The Python implementation first calculates the number of rows m and columns n. It iterates through all pairs of rows (r1, r2), then counts the columns where both rows have 1s. Using the combinatorial formula shared * (shared - 1) // 2, it calculates the number of rectangles formed by that row pair and adds it to result. Finally, it returns the total count.

Go Solution

func countCornerRectangles(grid [][]int) int {
    m, n := len(grid), len(grid[0])
    result := 0
    for r1 := 0; r1 < m; r1++ {
        for r2 := r1 + 1; r2 < m; r2++ {
            shared := 0
            for c := 0; c < n; c++ {
                if grid[r1][c] == 1 && grid[r2][c] == 1 {
                    shared++
                }
            }
            result += shared * (shared - 1) / 2
        }
    }
    return result
}

The Go version mirrors the Python logic, using integer division for the combinatorial calculation. Go requires explicit type handling for slices but otherwise works the same way.

Worked Examples

Example 1

grid = [[1,0,0,1,0],
        [0,0,1,0,1],
        [0,0,0,1,0],
        [1,0,1,0,1]]

For row pairs (1,3), shared columns with 1s are [2, 4]. Count = 2, rectangles = 2 * 1 / 2 = 1. Result = 1.

Example 2

grid = [[1,1,1],
        [1,1,1],
        [1,1,1]]

For each row pair, all columns have 1s. For row pair (0,1), shared = 3, rectangles = 3 * 2 / 2 = 3. (0,2) = 3, (1,2) = 3. Total = 9.

Example 3

grid = [[1,1,1,1]]

Only one row exists, so no row pairs. Result = 0.

Complexity Analysis

Measure Complexity Explanation
Time O(m^2 * n) Iterate through all pairs of rows and all columns for each pair
Space O(1) Only a few integer variables are used

The time complexity is dominated by the nested row loop and column check, while the space complexity is constant because no additional data structures proportional to input size are used.

Test Cases

# Provided examples
assert Solution().countCornerRectangles([[1,0,0,1,0],[0,0,1,0,1],[0,0,0,1,0],[1,0,1,0,1]]) == 1  # single rectangle
assert Solution().countCornerRectangles([[1,1,1],[1,1,1],[1,1,1]]) == 9  # multiple rectangles
assert Solution().countCornerRectangles([[1,1,1,1]]) == 0  # only one row

# Edge cases
assert Solution().countCornerRectangles([[1]]) == 0  # single cell
assert Solution().countCornerRectangles([[0,0],[0,0]]) == 0  # no 1s
assert Solution().countCornerRectangles([[1,0],[0,1]]) == 0  # no rectangle possible
assert Solution().countCornerRectangles([[1,1],[1,1]]) == 1  # smallest rectangle
Test Why
Single rectangle Validates simple case with one rectangle
Multiple rectangles Validates counting multiple rectangles in dense grids
Single row Cannot form rectangles, tests minimum row constraint
Single cell Cannot form rectangles, tests smallest grid
No 1s Grid with zeros only, tests absence of rectangles
Sparse 1s Ensure algorithm ignores non-corner patterns
Smallest rectangle Confirms algorithm detects minimal rectangle

Edge Cases

One important edge case is a grid with only a single row or a single column. Rectangles cannot form because at least two rows and two columns are required. The implementation naturally handles this by iterating over row pairs, which will not exist in a single-row grid.
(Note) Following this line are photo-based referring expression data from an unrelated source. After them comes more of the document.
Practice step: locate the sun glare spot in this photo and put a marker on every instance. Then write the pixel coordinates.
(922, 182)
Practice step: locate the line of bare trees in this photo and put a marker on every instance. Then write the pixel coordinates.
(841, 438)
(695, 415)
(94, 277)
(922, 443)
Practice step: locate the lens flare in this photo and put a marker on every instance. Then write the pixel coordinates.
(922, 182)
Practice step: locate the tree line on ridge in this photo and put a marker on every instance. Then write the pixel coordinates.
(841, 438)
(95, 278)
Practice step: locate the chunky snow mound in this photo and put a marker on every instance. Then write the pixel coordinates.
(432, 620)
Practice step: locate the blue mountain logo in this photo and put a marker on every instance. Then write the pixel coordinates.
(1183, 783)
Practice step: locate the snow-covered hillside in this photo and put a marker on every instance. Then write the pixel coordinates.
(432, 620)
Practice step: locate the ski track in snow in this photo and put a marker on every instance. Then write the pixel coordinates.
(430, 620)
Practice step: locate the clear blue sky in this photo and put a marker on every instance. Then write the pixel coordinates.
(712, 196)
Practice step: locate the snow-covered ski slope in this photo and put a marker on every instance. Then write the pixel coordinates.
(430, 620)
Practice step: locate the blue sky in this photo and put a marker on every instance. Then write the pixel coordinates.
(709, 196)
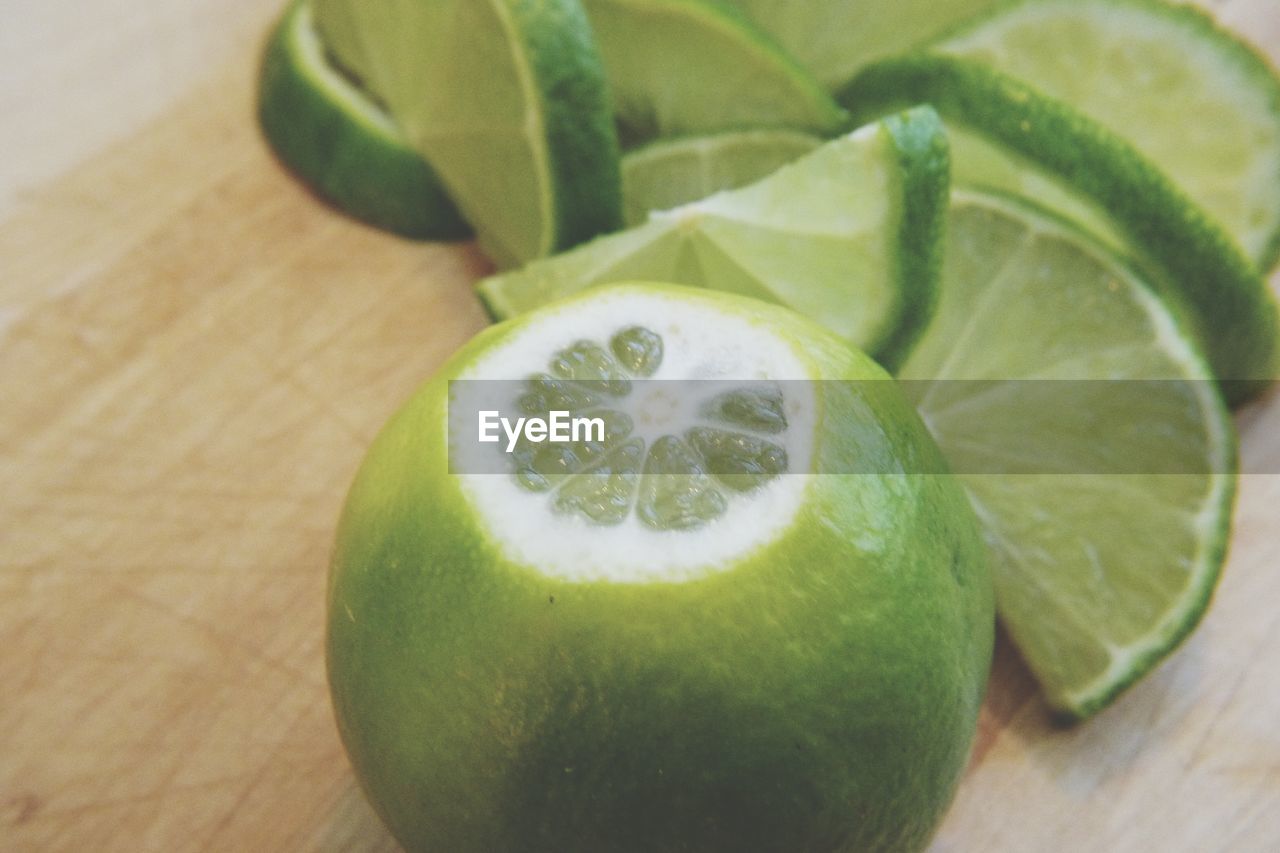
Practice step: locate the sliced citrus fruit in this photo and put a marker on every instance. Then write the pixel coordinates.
(849, 235)
(504, 99)
(680, 67)
(1192, 97)
(341, 142)
(1179, 246)
(1091, 438)
(672, 172)
(617, 647)
(836, 39)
Another edge case is a fully dense grid where every element is 1. This tests that the combinatorial counting works correctly and that the algorithm does not double-count rectangles. Each row pair will correctly calculate shared * (shared - 1) / 2 for the number of rectangles.

A third edge case is sparse grids with 1s scattered in such a way that some row pairs have no shared 1s. The algorithm correctly adds zero rectangles in these cases, preventing overcounting. This ensures correctness even when most of the matrix is 0.